The Auezov District is a little bit out of the centre, but there are a few reasons to consider staying here. Named after a famous Kazakh poet, it’s higher up and closer to the mountains. If you’re staying here, you can minimise two of the biggest problems in Almaty: pollution and traffic!
It’s much quieter than the Medeu District, yet it’s well connected to the tourist centre of town. The ‘Moscow’ metro station connects Auezov with the main tourist attractions in the centre. If you’re looking for things to do, there are markets, parks, and even a shopping and entertainment centre in this part of town.
Cost of travelling in Almaty
Kazakhstan is one of the most economically developed countries in Central Asia, thanks to its oil and gas industry. You may think this would mean it’s expensive to travel in one of its major cities. However, that’s not the case. Average cost of travel here is around $20 per day, and it can be even less if you actively look to reduce your costs.

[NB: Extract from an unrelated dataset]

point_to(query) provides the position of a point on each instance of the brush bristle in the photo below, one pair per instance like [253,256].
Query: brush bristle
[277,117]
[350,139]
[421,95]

The most expensive costs are actually getting to Kazakhstan in the first place. Return flights can be hugely pricey, as are visas. Once you’re in Almaty though, you’ve little to worry about. A ride on the metro is around $0.25 USD and food costs are less than $10 USD per day. That’s breakfast, lunch, and dinner! Obviously, you’ll pay a little more if you go to a high-end restaurant, but the costs are not comparable with Western Europe.
Even intercity travel is cheap if you’re planning an onward journey through Kazakhstan. Do be aware that it may be more time effective at least to take an internal flight. Train journeys are extremely long here!